Hubo un tiempo en que no concebía la vida sin ruedas. Y no hablo del automóvil. Me refiero a esos años en que esperaba impaciente la hora marcada para salir de casa y jamás lo hacía sin mis patines naranjas bien atados o montada en mi bicicleta, también del color de la mandarina.
Cuando me obligaban a entrar nuevamente, y me plantaban delante un plato de comida, mi cabeza seguía anclada en los paisajes del barrio y mis pies continuaban sintiendo los efectos del movimiento circular que me había mantenido toda la tarde a cierta distancia del suelo y muy cerca, creía yo, del cielo.

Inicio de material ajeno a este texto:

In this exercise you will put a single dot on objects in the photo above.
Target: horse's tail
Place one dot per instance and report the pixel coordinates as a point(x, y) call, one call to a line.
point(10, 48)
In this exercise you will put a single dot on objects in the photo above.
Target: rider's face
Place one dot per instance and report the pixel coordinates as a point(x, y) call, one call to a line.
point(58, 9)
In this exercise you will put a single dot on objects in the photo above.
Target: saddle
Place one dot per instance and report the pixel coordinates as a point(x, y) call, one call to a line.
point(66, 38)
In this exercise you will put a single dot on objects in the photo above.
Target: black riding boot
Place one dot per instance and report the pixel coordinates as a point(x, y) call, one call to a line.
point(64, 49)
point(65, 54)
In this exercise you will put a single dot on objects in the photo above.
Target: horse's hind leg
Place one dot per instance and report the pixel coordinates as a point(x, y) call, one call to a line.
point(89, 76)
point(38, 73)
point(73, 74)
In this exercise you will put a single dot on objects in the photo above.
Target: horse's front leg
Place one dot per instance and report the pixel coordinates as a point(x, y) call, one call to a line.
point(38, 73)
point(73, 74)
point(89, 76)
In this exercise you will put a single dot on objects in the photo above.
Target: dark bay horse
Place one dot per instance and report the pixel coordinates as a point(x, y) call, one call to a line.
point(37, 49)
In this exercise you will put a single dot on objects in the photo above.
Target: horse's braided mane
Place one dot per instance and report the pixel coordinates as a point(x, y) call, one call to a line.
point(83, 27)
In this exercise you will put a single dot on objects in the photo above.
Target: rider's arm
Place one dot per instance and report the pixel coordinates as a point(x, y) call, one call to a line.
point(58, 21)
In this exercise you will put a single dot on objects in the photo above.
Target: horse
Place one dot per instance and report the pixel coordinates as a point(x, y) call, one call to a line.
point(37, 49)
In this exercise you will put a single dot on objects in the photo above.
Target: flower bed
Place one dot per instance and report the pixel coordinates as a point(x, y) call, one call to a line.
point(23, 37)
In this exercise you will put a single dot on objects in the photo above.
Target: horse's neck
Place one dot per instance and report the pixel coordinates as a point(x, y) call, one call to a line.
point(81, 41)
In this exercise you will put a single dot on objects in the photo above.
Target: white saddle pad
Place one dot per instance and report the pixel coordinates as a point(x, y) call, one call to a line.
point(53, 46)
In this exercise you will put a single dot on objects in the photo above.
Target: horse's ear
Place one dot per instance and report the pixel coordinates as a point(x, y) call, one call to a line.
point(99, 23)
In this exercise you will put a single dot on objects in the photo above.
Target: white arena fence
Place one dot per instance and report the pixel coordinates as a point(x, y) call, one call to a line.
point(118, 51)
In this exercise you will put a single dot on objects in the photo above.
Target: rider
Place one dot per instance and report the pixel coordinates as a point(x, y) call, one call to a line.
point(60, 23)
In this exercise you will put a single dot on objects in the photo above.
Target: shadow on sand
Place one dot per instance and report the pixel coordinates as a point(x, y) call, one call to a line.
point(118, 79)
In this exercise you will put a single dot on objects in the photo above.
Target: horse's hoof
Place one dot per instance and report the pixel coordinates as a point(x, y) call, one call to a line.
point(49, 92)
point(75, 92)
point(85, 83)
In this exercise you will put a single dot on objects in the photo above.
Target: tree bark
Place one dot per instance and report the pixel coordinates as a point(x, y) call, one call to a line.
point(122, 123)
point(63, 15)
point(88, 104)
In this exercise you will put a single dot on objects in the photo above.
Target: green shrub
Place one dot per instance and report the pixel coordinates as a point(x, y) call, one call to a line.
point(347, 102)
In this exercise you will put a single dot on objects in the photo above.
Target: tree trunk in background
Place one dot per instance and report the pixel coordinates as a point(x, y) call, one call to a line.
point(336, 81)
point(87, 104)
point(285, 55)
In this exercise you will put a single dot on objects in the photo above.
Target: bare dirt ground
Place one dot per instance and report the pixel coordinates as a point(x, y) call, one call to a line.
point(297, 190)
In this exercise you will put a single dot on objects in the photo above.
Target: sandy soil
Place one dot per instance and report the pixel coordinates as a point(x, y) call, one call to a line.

Nunca más anduve en patines y las sucesivas bicicletas que tuve fueron más bonitas pero jamás tuvieron las alas que yo le veía a aquella, la naranja, que mi padre me compró la mañana de un sábado de primavera.
Una, gris, se ganó mi indiferencia adolescente. Años después, otra, esta azul, se fue con un desconocido en una ciudad caótica en la que intenté moverme en dos ruedas contra todos los consejos y advertencias. La última, roja, aún me está esperando bajo el óxido en un piso con un ascensor demasiado estrecho. Me he resignado -compruebo- a una negra y mutilada, que me castiga cada semana, atada al suelo, en un gimnasio.
Pero puede que pronto otra bicicleta se acerque a mi vida. Si vuelvo a tentarme con la idea de recuperar sensaciones infantiles a fuerza de pedalear, seguramente esta vez me inclinaré por una Cittadina, el nuevo invento de dos jóvenes cordobeses de la Córdoba argentina.
¿Las tendrán en naranja?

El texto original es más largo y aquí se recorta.